Alpheo ne put s'empêcher de sourire, après tout, il n'avait jamais parlé de se cacher derrière des murs.
« Avec tout le respect dû à votre rang, mon seigneur », répondit-il, son ton teinté d'ironie, « cette hache se briserait avant même d'avoir l'occasion de frapper. L'ennemi s'en chargerait. »
Le visage du noble vira à un rouge encore plus foncé, sa fureur à peine contenue.
« Comment osez-vous ! » hurla-t-il, faisant un pas vers Alpheo, sa main se portant instinctivement à la poignée de son épée.
« Vous osez remettre en question notre courage et notre force ? »
Avant que la situation ne dégénère davantage, le prince de Yarkat leva la main, sa voix autoritaire et impérieuse.
« Assez ! » aboya-t-il, ses yeux étincelant de colère tandis qu'il regardait les deux hommes.
« Alpheo, n'as-tu rien d'utile à dire ? »
« Eh bien, Votre Grâce, j'ai en effet une solution », déclara Alpheo, une lueur de confiance dans le regard.
« Si vous me le permettez, je pourrais expliquer comment nous pourrions surmonter ce problème et égaliser les chances avec l'ennemi. »
Le prince de Yarkat, intrigué mais prudent, hocha la tête.
« Continuez, capitaine Alpheo. Vous avez ma permission de parler. »
Alpheo s'inclina légèrement.
« Je demanderais également votre permission de faire entrer quelque chose qui pourrait illustrer mon propos. »
Les sourcils du prince se froncèrent sous l'effet de la confusion, mais il fit signe à Alpheo de poursuivre.

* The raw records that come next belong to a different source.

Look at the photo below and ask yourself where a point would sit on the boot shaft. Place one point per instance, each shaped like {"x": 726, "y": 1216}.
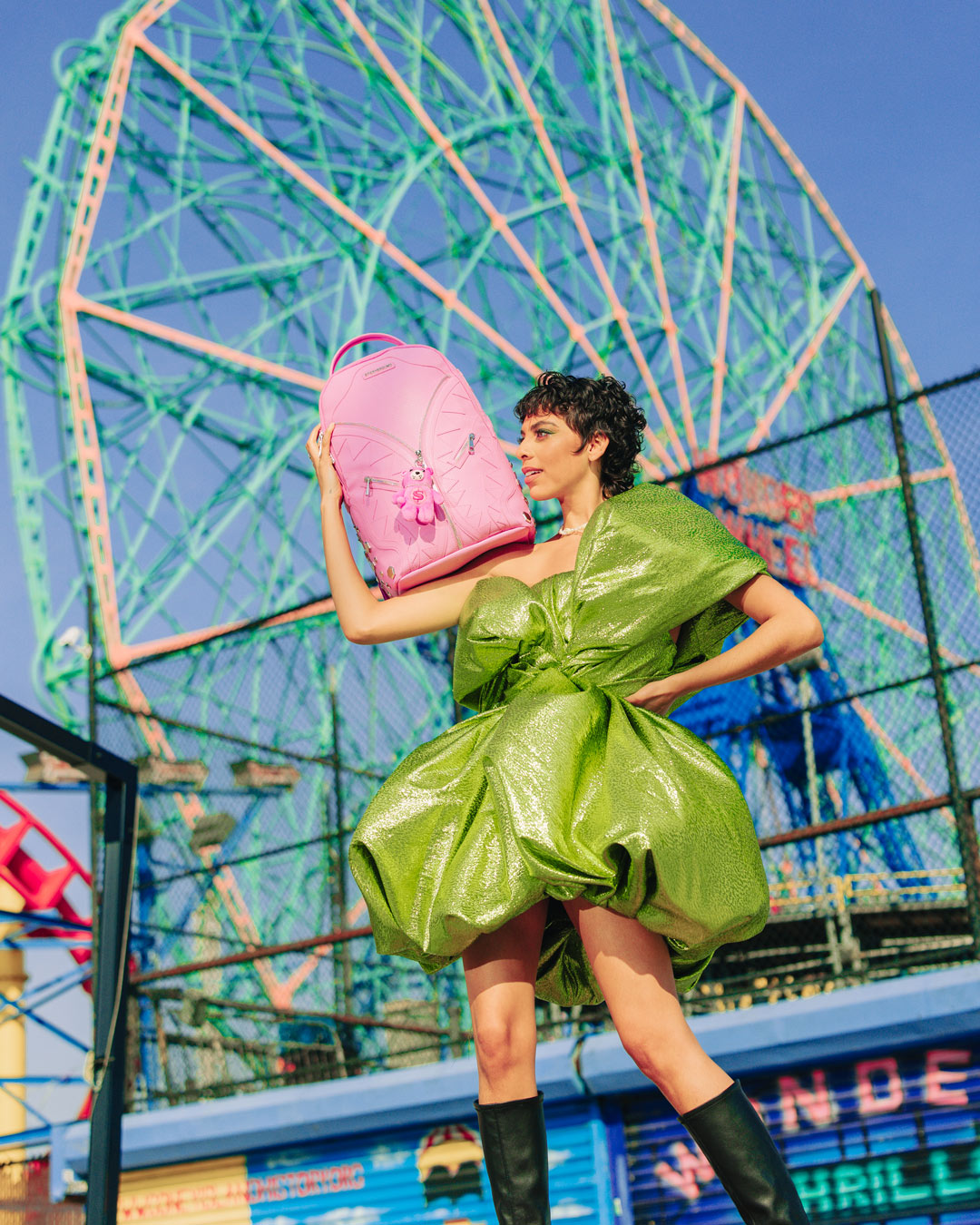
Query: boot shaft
{"x": 514, "y": 1153}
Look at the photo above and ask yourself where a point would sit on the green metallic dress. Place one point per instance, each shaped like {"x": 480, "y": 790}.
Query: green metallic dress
{"x": 560, "y": 788}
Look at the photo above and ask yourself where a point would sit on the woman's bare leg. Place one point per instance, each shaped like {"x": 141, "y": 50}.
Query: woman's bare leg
{"x": 500, "y": 969}
{"x": 632, "y": 968}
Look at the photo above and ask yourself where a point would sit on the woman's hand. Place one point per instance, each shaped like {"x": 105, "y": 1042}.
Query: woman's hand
{"x": 329, "y": 483}
{"x": 658, "y": 696}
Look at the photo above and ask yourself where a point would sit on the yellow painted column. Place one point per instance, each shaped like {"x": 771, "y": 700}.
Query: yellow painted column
{"x": 13, "y": 1038}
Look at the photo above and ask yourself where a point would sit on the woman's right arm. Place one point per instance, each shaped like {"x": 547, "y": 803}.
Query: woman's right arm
{"x": 363, "y": 618}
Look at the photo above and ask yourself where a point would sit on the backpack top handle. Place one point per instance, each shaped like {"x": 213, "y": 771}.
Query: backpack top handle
{"x": 361, "y": 339}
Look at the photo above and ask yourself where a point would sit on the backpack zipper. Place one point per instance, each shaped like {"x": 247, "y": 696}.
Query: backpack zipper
{"x": 467, "y": 441}
{"x": 377, "y": 480}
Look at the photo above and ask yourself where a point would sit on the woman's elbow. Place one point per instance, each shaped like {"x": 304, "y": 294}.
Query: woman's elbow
{"x": 811, "y": 632}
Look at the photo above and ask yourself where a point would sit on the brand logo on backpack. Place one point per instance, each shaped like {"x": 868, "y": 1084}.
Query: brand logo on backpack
{"x": 377, "y": 370}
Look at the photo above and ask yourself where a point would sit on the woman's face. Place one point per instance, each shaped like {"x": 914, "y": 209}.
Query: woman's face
{"x": 549, "y": 445}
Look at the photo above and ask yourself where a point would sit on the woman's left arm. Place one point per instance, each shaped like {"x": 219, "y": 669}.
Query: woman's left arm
{"x": 787, "y": 627}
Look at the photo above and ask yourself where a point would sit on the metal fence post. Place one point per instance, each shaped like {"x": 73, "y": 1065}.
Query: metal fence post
{"x": 962, "y": 811}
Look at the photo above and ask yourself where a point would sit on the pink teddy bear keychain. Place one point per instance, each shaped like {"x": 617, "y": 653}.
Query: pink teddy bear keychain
{"x": 416, "y": 496}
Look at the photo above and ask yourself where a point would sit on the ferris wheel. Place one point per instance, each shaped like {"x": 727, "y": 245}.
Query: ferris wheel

« Très bien. Faites-le entrer. »
Sur l'ordre du prince, les pans de la tente furent écartés, et deux des hommes d'Alpheo entrèrent. Ils portaient un objet long, soigneusement enveloppé dans des couvertures. Les nobles dans la tente échangèrent des regards perplexes, chuchotant entre eux tandis qu'ils tentaient de deviner ce qu'Alpheo avait dans sa manche.
Les deux hommes s'approchèrent du centre de la tente, déposant l'objet couvert avec grand soin. Alpheo s'avança, son expression sérieuse.
« Merci, messieurs. Maintenant, Votre Grâce, permettez-moi de révéler ce qui, je crois, sera la clé de notre succès. »
Et alors qu'il prononçait ces mots, les hommes dévoilèrent enfin ce qui était caché sous les draps.